Regressive tax

From Academic Kids

A regressive tax is a tax which takes a larger percentage of income from people whose income is low. It places proportionately more of a burden on those with lower incomes. Regressive taxes, as opposed to progressive taxes, are more burdensome on lower-income individuals than on higher-income individuals and corporations. Taiwan/The Republic of China has a regressive income tax.

Even non income-taxes can be regressive relative to income. The regressivity of a particular tax often depends on the propensity of the tax payers to engage in the taxed activity relative to their income. To determine whether a tax is regressive, the income-elasticity of the good being taxed as well as the income-substitution effect must be considered.


Supply-side economics advocated regressive taxes as a means to solve the problem of stagflation. There is considerable debate as to whether regressive taxes are such a solution, in practice and in theory. It should be pointed out that the highest tax bracket in the United States before Reagan was 70%, a percentage viewed by some as being too high, and thus straining the main arguments for progressive taxes. Opponents of this high tax rate for the rich (or high tax rates for the rich in general) argue that it lowers the incentive to work and innovate, while proponents argue that since the rich are still indeed rich, their incentive is left intact (or, alternatively, they may argue that most of the rich no longer work and innovate once they reach a certain level of wealth). Finally, it should also be pointed out that currently (as of 2004) the highest tax bracket in the United States is 35%, one of the lowest in the world (it can be argued that the private health care system in the US is in effect a regressive tax, however; additionally, many US states levy their own income tax in addition to the federal rate).


It is natural to expect that some of those individuals and organizations which benefit most directly and most tangibly from a regressive tax (namely wealthy individuals and corporations), will advocate such a tax regardless of the mainstream positions for and against. Therefore it is suggested by detractors that regressive taxes are the darlings of the wealthy and of special interest groups. In fact there are numerous lobbies and political groups devoted to regressive taxes. Virtually all detractors of regressive taxation note that a regressive tax effectively punishes the poor for being poor, placing a higher burden on those least able to bear that burden.
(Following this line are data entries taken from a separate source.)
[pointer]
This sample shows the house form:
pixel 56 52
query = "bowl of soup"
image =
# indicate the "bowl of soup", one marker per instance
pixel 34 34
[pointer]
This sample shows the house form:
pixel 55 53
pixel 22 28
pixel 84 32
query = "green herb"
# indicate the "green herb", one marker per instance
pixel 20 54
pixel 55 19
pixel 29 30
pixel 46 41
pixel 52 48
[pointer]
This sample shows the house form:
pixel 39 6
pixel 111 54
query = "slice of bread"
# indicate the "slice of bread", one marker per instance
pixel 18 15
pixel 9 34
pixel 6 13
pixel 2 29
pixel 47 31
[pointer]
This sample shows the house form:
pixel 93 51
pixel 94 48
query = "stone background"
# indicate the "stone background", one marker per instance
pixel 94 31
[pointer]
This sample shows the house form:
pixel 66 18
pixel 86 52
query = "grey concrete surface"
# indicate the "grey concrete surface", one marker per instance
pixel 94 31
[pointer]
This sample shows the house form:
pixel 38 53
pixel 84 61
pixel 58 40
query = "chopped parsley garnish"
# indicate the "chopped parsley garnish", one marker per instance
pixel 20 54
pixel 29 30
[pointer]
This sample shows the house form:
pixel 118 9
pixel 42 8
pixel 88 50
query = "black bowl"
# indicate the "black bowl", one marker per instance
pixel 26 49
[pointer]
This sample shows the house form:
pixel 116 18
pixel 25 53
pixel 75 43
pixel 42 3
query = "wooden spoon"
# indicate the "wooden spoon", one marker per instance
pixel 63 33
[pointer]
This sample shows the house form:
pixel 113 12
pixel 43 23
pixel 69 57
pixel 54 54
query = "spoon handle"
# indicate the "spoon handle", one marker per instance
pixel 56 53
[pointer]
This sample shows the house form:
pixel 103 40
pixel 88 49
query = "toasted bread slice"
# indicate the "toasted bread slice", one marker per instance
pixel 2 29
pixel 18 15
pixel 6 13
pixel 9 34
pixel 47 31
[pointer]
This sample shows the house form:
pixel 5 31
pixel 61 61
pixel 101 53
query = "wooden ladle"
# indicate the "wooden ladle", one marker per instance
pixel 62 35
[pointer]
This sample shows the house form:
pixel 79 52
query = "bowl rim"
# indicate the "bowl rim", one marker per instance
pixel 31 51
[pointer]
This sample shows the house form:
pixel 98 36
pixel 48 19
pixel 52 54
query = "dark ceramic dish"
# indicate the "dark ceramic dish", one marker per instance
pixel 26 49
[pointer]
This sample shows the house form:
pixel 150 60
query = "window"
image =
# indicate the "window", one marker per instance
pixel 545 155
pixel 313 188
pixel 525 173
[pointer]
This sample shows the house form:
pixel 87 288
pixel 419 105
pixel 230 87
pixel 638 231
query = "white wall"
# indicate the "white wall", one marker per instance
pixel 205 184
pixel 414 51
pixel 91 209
Examples of Regressive Taxes

  • Some payroll taxes, such as the Social Security payroll tax in the US. Its rate is 12.4% on income under $87,000 (only half of that is visible to employees, but all of it must be paid by the self-employed) but 0% on higher incomes. Whether this tax should properly be called regressive is disputed because the untaxed income cannot be counted in the benefit formula for computing retirement benefits. Therefore, this limit could be taken as a penalty on high-income earners (they are denied the ability to fully participate in the Social Security retirement program).
  • Property tax is often called regressive, though it has also been cited as a progressive tax. Since the income elasticity of demand of housing is usually less than 1 and property taxes contribute to the cost of owning or renting housing, it often takes up a higher percentage of the budget of a person or family with a lower income. Whether this tax should properly be called regressive is disputed. First, only a fraction of property is used for housing. Most of the value held in property is tied to agricultural, manufacturing, and office facilities. This is both due to the greater acreage used for these purposes and the much greater value of the improvements which are often associated with the same. Second, high-income owners tend to own substantially (and disproportionately) more property, either directly or through companies in which they hold stock. They also tend to own more industrial, retail, and office property than low-income earners. This effect is seen very strongly in municipalities financies. Those towns and cities with a large number of ratables (commercial property excluding rental housing) raise substantially more revenue than towns of equal wealth and size but fewer ratables. Thus, property taxation is more often progressive in practice.
  • A poll tax is a fixed tax for each person: since each person pays the same amount, it is a lower proportion for people with higher incomes.